I am constantly hoping that someday a lens on a camera will produce the same peripheral affects of the human eye. That’s probably why I love my wide angle lens so much.
What is the most interesting/scary/weird dream you've ever had?
I go through phases of dreaming. Last summer I dreamt in action movies. One even had end credits.
Favorite meal ever: where, what, and with whom?

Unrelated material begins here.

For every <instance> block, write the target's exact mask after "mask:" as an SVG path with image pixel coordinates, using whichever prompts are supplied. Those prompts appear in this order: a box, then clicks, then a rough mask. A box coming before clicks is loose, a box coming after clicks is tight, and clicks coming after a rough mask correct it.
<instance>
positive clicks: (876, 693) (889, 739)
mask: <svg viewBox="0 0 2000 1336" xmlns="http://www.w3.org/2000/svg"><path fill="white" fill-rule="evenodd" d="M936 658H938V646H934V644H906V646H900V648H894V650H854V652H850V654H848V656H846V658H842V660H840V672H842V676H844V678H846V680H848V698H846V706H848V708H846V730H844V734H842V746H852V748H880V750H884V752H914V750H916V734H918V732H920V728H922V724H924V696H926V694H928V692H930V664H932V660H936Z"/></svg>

This is a two-hour long story but... I’ll try to condense it. Last spring I studied in France for five months (with Whitney!). My boyfriend David, and I planned a romantic weekend in Avignon for our reunion. The rendez-vous didn’t go so smoothly. I showed up to the wrong train station with no cell phone and he didn’t speak a word of French. After a long, unfortunate struggle, we finally found each other. The next day was his birthday. After a few flutes of champagne, we wandered into this small square with a bistro hidden around
the corner. When we came back at eight to eat, the whole place was bustling with glamourous French people. We ate outside in front of an old gothic cathedral as the sun set. We savored each bite of beef stew with intense gratification. It’s impossible to describe how good this stew really was. The sad thing is, if you asked me where this place is I probably couldn’t find it again for the life of me. Maybe it was a mirage.

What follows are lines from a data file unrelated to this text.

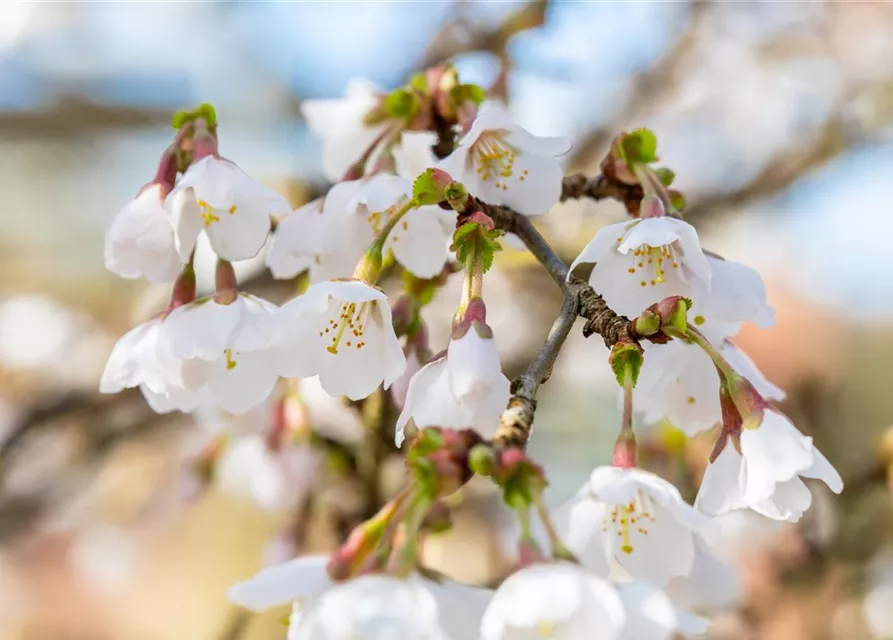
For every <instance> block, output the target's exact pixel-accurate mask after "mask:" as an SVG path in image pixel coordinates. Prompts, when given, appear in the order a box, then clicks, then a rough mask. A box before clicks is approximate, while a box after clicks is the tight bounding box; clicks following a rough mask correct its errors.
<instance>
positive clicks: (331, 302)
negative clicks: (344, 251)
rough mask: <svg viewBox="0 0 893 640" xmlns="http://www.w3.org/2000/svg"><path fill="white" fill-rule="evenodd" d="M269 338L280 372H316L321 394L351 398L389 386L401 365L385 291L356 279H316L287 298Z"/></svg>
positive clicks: (296, 373) (296, 375) (403, 365)
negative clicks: (377, 386) (273, 336)
mask: <svg viewBox="0 0 893 640" xmlns="http://www.w3.org/2000/svg"><path fill="white" fill-rule="evenodd" d="M273 341H274V344H275V346H276V357H277V360H278V366H279V370H280V372H281V374H282V375H283V376H286V377H293V378H308V377H311V376H315V375H318V376H319V383H320V384H321V385H322V388H323V389H325V391H326V393H328V394H329V395H332V396H341V395H345V396H347V397H349V398H350V399H351V400H359V399H361V398H365V397H366V396H368V395H369V394H370V393H372V392H373V391H374V390H375V388H376V387H377V386H378V385H379V384H382V383H383V384H384V387H385V388H387V387H389V386H390V385H391V383H392V382H394V381H395V380H396V379H397V378H399V377H400V374H402V373H403V369H404V368H405V367H406V357H405V356H404V355H403V349H401V348H400V343H399V341H398V340H397V336H396V334H395V333H394V326H393V324H392V321H391V307H390V305H389V304H388V299H387V296H386V295H385V294H384V292H383V291H382V290H381V289H378V288H377V287H374V286H372V285H369V284H367V283H365V282H362V281H360V280H333V281H330V282H320V283H317V284H314V285H313V286H311V287H310V288H309V289H308V290H307V292H306V293H305V294H304V295H302V296H300V297H298V298H295V299H294V300H291V301H290V302H287V303H286V304H285V305H283V306H282V307H281V309H280V310H279V313H278V315H277V318H276V327H275V331H274V337H273Z"/></svg>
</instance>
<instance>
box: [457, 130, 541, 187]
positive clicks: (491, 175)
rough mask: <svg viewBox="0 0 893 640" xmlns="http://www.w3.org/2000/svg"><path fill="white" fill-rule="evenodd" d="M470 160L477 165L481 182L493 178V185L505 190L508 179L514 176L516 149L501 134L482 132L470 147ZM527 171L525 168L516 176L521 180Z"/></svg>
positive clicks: (492, 178)
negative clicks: (472, 144)
mask: <svg viewBox="0 0 893 640" xmlns="http://www.w3.org/2000/svg"><path fill="white" fill-rule="evenodd" d="M471 156H472V162H473V163H474V164H475V165H476V166H477V168H476V169H475V171H476V172H477V174H478V177H479V178H480V179H481V181H482V182H489V181H490V180H493V186H494V187H496V188H497V189H500V188H501V189H502V190H503V191H506V190H507V189H508V179H509V178H512V177H514V176H515V159H516V158H517V157H518V151H517V149H515V147H513V146H512V145H510V144H508V143H507V142H506V141H505V140H503V139H502V137H501V136H499V135H496V134H494V133H489V134H483V135H482V136H480V137H479V138H478V139H477V141H475V143H474V144H473V145H472V147H471ZM528 173H529V172H528V171H527V169H524V171H522V172H521V174H520V175H519V176H517V178H518V180H519V181H521V182H523V181H524V180H525V179H526V178H527V174H528Z"/></svg>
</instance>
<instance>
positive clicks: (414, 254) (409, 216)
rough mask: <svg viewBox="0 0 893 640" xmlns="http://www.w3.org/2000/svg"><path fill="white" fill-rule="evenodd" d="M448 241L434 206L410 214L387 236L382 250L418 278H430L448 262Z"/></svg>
mask: <svg viewBox="0 0 893 640" xmlns="http://www.w3.org/2000/svg"><path fill="white" fill-rule="evenodd" d="M448 244H449V243H448V240H447V237H446V236H445V234H444V232H443V227H442V225H441V224H440V220H439V219H438V217H437V210H435V208H434V207H422V208H420V209H413V210H412V211H409V212H408V213H407V214H406V215H405V216H404V218H403V220H402V221H400V222H399V223H398V224H397V226H396V227H395V228H394V230H393V231H391V233H390V234H389V235H388V237H387V240H386V242H385V247H386V248H387V249H390V250H391V251H393V252H394V257H395V258H396V259H397V261H398V262H399V263H400V264H402V265H403V266H404V267H405V268H406V269H407V270H409V271H410V272H412V274H413V275H415V276H416V277H418V278H433V277H434V276H436V275H438V274H439V273H440V272H441V271H442V270H443V265H444V263H445V262H446V260H447V257H448V252H447V246H448Z"/></svg>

If you could live anywhere in the world, where would it be?
This is a toss-up between Scottish countryside and the south of France. My family is Scottish and I like colder places where you don’t have to feel guilty about being bundled up inside all day. Then again, Provence is paradise on earth. I miss buying a baguette and knowing that it was made within the hour.

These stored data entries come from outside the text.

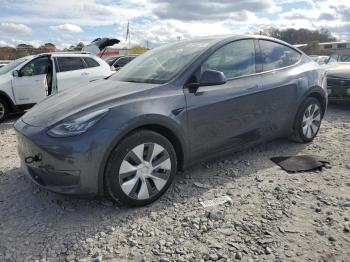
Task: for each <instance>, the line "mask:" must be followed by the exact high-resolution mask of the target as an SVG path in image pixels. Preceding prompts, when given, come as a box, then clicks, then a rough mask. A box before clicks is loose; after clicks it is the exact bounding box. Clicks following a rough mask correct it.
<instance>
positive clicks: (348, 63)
mask: <svg viewBox="0 0 350 262" xmlns="http://www.w3.org/2000/svg"><path fill="white" fill-rule="evenodd" d="M325 69H326V72H327V75H328V76H335V77H340V78H350V63H336V64H331V65H329V66H327V67H326V68H325Z"/></svg>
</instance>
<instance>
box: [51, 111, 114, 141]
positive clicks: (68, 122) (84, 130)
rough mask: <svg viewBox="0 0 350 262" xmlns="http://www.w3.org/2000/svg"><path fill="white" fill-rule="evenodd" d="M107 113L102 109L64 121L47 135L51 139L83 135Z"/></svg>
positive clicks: (60, 123) (104, 115) (106, 111)
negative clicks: (75, 117) (69, 136)
mask: <svg viewBox="0 0 350 262" xmlns="http://www.w3.org/2000/svg"><path fill="white" fill-rule="evenodd" d="M108 111H109V109H102V110H98V111H94V112H92V113H89V114H86V115H83V116H80V117H78V118H75V119H70V120H67V121H64V122H62V123H59V124H58V125H56V126H54V127H52V128H51V129H49V131H48V132H47V133H48V135H50V136H52V137H68V136H77V135H80V134H83V133H85V132H86V131H87V130H88V129H89V128H90V127H92V126H93V125H95V124H96V123H97V122H98V121H99V120H100V119H101V118H102V117H104V116H105V114H106V113H107V112H108Z"/></svg>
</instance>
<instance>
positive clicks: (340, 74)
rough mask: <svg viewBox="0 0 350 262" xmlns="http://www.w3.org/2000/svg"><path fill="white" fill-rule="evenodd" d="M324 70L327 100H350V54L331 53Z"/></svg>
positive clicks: (344, 101) (348, 100)
mask: <svg viewBox="0 0 350 262" xmlns="http://www.w3.org/2000/svg"><path fill="white" fill-rule="evenodd" d="M325 70H326V72H327V83H328V98H329V102H350V55H349V54H348V55H345V54H343V55H338V54H333V55H331V56H330V58H329V60H328V64H327V65H326V67H325Z"/></svg>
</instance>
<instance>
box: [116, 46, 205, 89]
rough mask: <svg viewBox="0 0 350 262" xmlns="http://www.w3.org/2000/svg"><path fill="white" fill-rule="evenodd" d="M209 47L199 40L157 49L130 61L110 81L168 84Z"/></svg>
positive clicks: (157, 48) (150, 51)
mask: <svg viewBox="0 0 350 262" xmlns="http://www.w3.org/2000/svg"><path fill="white" fill-rule="evenodd" d="M209 45H210V41H209V40H208V39H200V40H197V41H184V42H177V43H173V44H168V45H165V46H162V47H158V48H156V49H153V50H151V51H148V52H147V53H145V54H143V55H141V56H139V57H137V58H136V59H134V60H132V61H131V62H130V63H129V64H127V65H126V66H125V67H123V68H122V69H121V70H120V71H118V73H117V74H115V75H114V76H113V77H112V79H113V80H117V81H124V82H136V83H154V84H163V83H166V82H169V81H170V80H171V79H172V78H173V77H174V76H176V74H178V73H179V72H180V71H181V69H183V68H184V67H185V66H187V65H188V64H189V63H191V61H193V59H194V58H196V57H198V55H199V54H201V53H202V52H203V51H204V50H205V49H206V48H207V47H208V46H209Z"/></svg>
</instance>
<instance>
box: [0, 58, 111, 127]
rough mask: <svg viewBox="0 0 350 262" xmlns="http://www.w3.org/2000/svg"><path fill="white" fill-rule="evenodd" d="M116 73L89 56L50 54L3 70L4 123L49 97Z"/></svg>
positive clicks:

I live in Burlington, Vermont now. It’s called “The French Riviera of the East Coast.” If there were better bakeries, I’d stay here forever.
If you were an animal, what kind of animal would you be? Why?
If they weren’t going extinct, I’d say Polar Bear. I really just want a domesticated bear for a pet. Yeah. Imagine a polar bear sleeping at the foot of your bed at night.
Favorite adult beverage?
I recently had a Titanic themed party. We started in first-class with Vivaldi and the drink they served the night the boat went down which is an interesting version of punch romaine. Here’s a link about it:
By the end of the night we were in steerage, drinking growlers of Magic Hat beer to Irish folk music.
What is your favorite book? Why?
I recently reread “Extremely Loud and Incredibly Close” by Dave Eggers. It’s a story about a boy who loses his father on 9/11 then tries to finish the puzzle his father gave him before he died. I’ve never had a book make me laugh and cry before.
Who is your favorite artist? Why?
It changes everyday, nope every minute. For contemporary photographers I love Jeff Wall and Alec Soth. For Northern European Renaissance Painters I love Hans Baldung Grien. For Arte Povera I love Guisseppe Penone. For abstract expressionism I love Helen Frankenthaler. For frescoes I love Botticelli. Ansel Adams always reminds me of my father. I’ll always love the Wyeths. For poets I love Guillaume Apollinaire and W.H. Auden. I’m all over the place. Usually, if I love an artist it’s because of the finished product and the ideology behind it.
What would the name of your biography be?
It would probably be some play on words about a southern belle in the Northeast because my mother is from southern Mississippi and my father is from Delaware.